246. La Cour note à cet égard que des actes simples et indispensables à l’enquête ont été réalisés dans des délais qui apparaissent peu compatibles avec la gravité des faits dénoncés. Elle relève ainsi que A.H. a été placé pour la première fois en garde à vue le 9 décembre 2014, soit presque un an et quatre mois après la première plainte de la requérante du 13 août 2013. Certes, un an et presque dix mois se sont écoulés entre le classement de la plainte par le ministère public le 6 janvier 2015 et le dépôt par la requérante d’une plainte avec constitution de partie civile, le 3 novembre 2016 (paragraphes 74-75 ci‑dessus). La Cour relève pour autant que huit mois se sont ensuite écoulés avant l’ouverture de l’information judiciaire, puis presque encore un an avant l’audition de la partie civile, et presque deux ans avant la saisine d’un expert psychiatre aux fins d’examiner la requérante le 26 novembre 2018. Un délai d’environ un an s’est ensuite écoulé à chaque stade de l’instance (mai 2020, mai 2021 et avril 2022). Appréhendée dans son ensemble et compte tenu des diligences qui s’imposent dans ce type de contentieux (paragraphe 199 ci‑dessus), la Cour considère que les délais susmentionnés révèlent un manque de diligence dans la conduite de la procédure pénale en cause, alors que l’affaire ne présentait pas de complexité particulière.

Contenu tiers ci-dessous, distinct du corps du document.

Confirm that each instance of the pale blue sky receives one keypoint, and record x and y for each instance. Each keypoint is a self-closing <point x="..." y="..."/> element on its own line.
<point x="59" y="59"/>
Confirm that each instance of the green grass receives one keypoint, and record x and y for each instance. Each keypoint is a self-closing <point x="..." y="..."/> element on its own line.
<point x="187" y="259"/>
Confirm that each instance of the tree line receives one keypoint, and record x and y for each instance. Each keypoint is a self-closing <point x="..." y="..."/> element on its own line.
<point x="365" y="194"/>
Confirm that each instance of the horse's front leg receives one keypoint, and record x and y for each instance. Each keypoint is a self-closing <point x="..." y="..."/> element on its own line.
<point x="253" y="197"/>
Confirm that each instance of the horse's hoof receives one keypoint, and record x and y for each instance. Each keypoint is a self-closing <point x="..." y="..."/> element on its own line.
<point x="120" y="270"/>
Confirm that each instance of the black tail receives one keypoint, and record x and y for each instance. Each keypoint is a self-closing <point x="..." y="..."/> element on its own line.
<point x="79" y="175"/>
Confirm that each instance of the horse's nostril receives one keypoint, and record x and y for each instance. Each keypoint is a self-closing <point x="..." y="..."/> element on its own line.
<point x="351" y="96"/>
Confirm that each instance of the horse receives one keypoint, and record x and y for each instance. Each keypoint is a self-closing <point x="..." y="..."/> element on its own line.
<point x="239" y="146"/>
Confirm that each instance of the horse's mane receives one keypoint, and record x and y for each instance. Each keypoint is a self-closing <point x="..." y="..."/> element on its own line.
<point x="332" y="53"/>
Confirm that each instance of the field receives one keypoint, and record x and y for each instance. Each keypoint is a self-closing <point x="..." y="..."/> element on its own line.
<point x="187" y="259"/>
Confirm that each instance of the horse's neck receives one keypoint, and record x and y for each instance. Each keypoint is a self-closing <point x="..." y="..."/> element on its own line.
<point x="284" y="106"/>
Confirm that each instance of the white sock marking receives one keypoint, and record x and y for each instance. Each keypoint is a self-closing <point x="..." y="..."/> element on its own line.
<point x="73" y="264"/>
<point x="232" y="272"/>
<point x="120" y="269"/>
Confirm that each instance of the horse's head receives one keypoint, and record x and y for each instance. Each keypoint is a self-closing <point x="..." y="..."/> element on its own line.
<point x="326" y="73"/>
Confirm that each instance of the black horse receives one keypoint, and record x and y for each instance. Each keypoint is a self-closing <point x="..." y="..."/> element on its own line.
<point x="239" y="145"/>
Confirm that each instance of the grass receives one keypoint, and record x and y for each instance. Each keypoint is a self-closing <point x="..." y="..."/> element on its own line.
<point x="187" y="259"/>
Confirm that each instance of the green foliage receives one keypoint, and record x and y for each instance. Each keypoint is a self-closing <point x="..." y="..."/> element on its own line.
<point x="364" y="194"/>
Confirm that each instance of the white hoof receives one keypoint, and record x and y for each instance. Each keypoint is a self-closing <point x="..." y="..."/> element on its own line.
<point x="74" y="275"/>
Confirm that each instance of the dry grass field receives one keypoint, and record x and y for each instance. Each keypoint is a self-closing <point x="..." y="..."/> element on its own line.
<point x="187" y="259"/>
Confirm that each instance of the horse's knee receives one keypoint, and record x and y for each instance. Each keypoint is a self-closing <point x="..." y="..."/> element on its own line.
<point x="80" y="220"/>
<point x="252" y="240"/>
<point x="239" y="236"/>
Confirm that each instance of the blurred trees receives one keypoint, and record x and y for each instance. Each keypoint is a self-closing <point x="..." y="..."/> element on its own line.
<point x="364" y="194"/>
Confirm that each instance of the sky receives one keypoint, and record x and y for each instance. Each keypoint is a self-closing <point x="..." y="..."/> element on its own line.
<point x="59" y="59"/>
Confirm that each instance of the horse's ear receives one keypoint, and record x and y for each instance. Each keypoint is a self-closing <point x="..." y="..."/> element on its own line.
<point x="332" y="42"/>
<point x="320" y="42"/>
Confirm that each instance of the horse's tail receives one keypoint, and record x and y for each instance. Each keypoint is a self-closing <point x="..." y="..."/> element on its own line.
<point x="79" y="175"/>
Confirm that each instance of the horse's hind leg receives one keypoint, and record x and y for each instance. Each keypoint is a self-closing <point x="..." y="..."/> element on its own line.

247. De l’ensemble des considérations qui précèdent, la Cour déduit que, compte tenu à la fois du cadre juridique en vigueur à l’époque des faits et de l’application qui en a été faite en l’espèce, les défaillances des autorités nationales relatives tant au manque de célérité de la procédure qu’aux modalités d’évaluation de la réalité de son consentement n’ont pas permis de garantir à la requérante une protection appropriée.
3. Conclusion
248. En conclusion, la Cour considère que, dans chacune des trois requêtes, les autorités d’enquête et les juridictions internes ont failli à protéger, de manière adéquate, les requérantes qui dénonçaient des actes de viols alors qu’elles n’étaient âgées que de 13, 14 et 16 ans au moment des faits.

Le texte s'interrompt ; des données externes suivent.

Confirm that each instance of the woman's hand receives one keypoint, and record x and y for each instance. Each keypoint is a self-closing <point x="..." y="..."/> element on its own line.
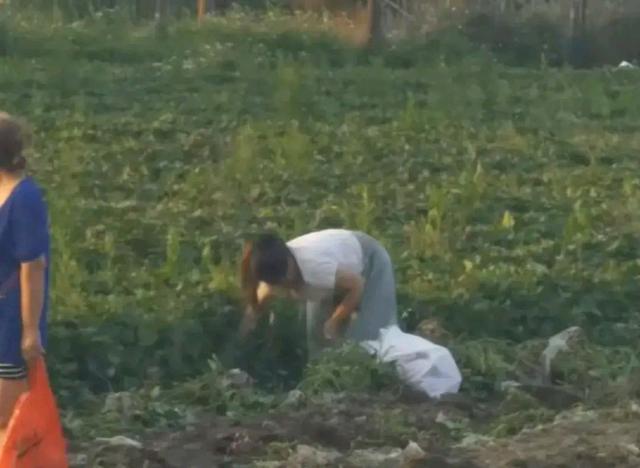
<point x="31" y="345"/>
<point x="332" y="328"/>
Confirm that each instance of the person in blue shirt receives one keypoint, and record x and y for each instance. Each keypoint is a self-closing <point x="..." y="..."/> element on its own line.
<point x="24" y="264"/>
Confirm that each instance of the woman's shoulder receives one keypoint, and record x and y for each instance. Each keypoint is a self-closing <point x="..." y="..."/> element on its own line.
<point x="28" y="191"/>
<point x="320" y="237"/>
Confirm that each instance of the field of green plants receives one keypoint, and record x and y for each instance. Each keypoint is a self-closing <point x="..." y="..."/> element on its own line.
<point x="509" y="199"/>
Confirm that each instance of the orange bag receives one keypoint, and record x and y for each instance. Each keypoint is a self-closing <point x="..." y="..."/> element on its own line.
<point x="34" y="437"/>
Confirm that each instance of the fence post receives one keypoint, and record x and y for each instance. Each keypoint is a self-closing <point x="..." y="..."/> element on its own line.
<point x="578" y="44"/>
<point x="201" y="9"/>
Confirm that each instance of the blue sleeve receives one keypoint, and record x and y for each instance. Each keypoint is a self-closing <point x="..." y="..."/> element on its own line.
<point x="30" y="225"/>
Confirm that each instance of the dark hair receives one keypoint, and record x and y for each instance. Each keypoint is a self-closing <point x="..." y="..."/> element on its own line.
<point x="270" y="259"/>
<point x="12" y="144"/>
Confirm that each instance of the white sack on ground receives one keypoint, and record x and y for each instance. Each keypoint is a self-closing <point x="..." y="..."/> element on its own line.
<point x="421" y="364"/>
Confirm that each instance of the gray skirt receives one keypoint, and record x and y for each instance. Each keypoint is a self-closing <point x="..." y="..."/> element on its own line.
<point x="378" y="308"/>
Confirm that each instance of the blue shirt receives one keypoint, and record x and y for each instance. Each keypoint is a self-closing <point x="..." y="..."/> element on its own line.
<point x="24" y="237"/>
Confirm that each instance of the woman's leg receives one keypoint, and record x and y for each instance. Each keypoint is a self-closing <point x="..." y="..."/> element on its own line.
<point x="378" y="308"/>
<point x="10" y="391"/>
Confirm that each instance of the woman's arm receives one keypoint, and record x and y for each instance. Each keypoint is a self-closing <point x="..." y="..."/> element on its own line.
<point x="32" y="290"/>
<point x="353" y="285"/>
<point x="256" y="293"/>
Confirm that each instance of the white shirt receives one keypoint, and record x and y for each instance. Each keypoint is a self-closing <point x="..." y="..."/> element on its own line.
<point x="319" y="256"/>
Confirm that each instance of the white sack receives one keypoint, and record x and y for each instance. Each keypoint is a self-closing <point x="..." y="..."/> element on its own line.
<point x="421" y="364"/>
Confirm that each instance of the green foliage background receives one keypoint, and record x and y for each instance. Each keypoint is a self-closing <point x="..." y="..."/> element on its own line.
<point x="509" y="198"/>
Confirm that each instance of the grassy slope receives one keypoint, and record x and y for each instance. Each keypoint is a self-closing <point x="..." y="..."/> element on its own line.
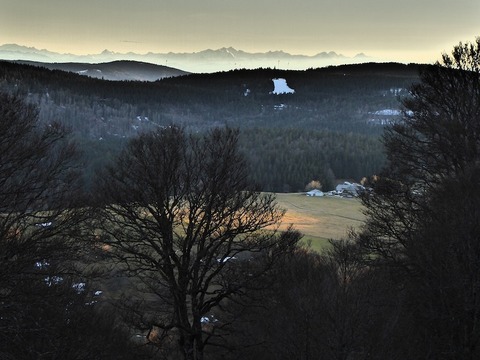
<point x="321" y="218"/>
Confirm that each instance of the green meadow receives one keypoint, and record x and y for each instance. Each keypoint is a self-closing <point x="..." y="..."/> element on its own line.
<point x="320" y="218"/>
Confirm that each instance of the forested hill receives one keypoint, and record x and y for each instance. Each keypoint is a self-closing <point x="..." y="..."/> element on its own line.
<point x="328" y="128"/>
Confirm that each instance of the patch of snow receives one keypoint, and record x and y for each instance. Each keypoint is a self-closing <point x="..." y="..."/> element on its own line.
<point x="79" y="287"/>
<point x="53" y="280"/>
<point x="281" y="87"/>
<point x="208" y="319"/>
<point x="388" y="112"/>
<point x="42" y="264"/>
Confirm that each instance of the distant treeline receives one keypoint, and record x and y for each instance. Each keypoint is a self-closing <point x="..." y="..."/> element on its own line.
<point x="323" y="131"/>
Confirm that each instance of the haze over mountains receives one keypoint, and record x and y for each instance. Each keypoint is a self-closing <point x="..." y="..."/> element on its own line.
<point x="205" y="61"/>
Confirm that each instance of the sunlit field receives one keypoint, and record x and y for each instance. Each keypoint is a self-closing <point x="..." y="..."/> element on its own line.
<point x="320" y="218"/>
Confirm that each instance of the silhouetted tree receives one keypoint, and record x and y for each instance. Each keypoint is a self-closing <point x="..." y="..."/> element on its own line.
<point x="39" y="228"/>
<point x="182" y="219"/>
<point x="422" y="215"/>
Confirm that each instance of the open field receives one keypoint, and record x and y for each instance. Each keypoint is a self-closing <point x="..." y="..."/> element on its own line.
<point x="320" y="218"/>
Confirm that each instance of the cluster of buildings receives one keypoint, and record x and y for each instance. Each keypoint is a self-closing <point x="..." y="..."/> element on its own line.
<point x="345" y="189"/>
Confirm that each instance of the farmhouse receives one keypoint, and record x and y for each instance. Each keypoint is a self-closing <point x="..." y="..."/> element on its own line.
<point x="348" y="188"/>
<point x="315" y="192"/>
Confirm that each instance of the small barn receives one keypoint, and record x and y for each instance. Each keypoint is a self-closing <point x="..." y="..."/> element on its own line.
<point x="315" y="192"/>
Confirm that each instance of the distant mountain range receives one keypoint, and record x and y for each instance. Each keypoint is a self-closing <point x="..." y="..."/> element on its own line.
<point x="203" y="61"/>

249. Après avoir relevé, dans deux des requêtes, l’absence de célérité et de diligence dans la conduite de la procédure pénale, la Cour est d’avis que, dans chacune des trois requêtes, les juridictions internes n’ont pas dûment analysé l’effet de toutes les circonstances environnantes ni n’ont suffisamment tenu compte, dans leur appréciation du discernement et du consentement des requérantes, de la situation de particulière vulnérabilité dans laquelle elles se trouvaient, en particulier eu égard à leur minorité à la date des faits litigieux.
250. Rappelant que le consentement doit traduire la libre volonté d’avoir une relation sexuelle déterminée, au moment où elle intervient et en tenant compte de ses circonstances (H.W. c. France, no 13805/21, § 91, 23 janvier 2025, non définitif), la Cour considère que, compte tenu à la fois du cadre juridique alors applicable et de l’application qui en a été faite aux cas d’espèces, l’État défendeur a manqué à ses obligations positives qui lui imposaient, eu égard aux exigences résultant de sa jurisprudence et à la lumière des standards internationaux, d’appliquer effectivement un système pénal apte à réprimer les actes sexuels non consentis. À cet égard, elle rappelle qu’elle n’est pas appelée à statuer sur la responsabilité pénale des auteurs des faits litigieux (M.C. c. Bulgarie, précité, § 168) et que les constats qui précèdent ne sauraient donc être interprétés comme un avis sur la culpabilité des personnes mises en cause en l’espèce.
251. La Cour en conclut que l’État défendeur n’a pas respecté ses obligations positives à l’égard des trois requérantes et, partant, qu’il y a eu violation des articles 3 et 8 de la Convention dans chacune des trois requêtes.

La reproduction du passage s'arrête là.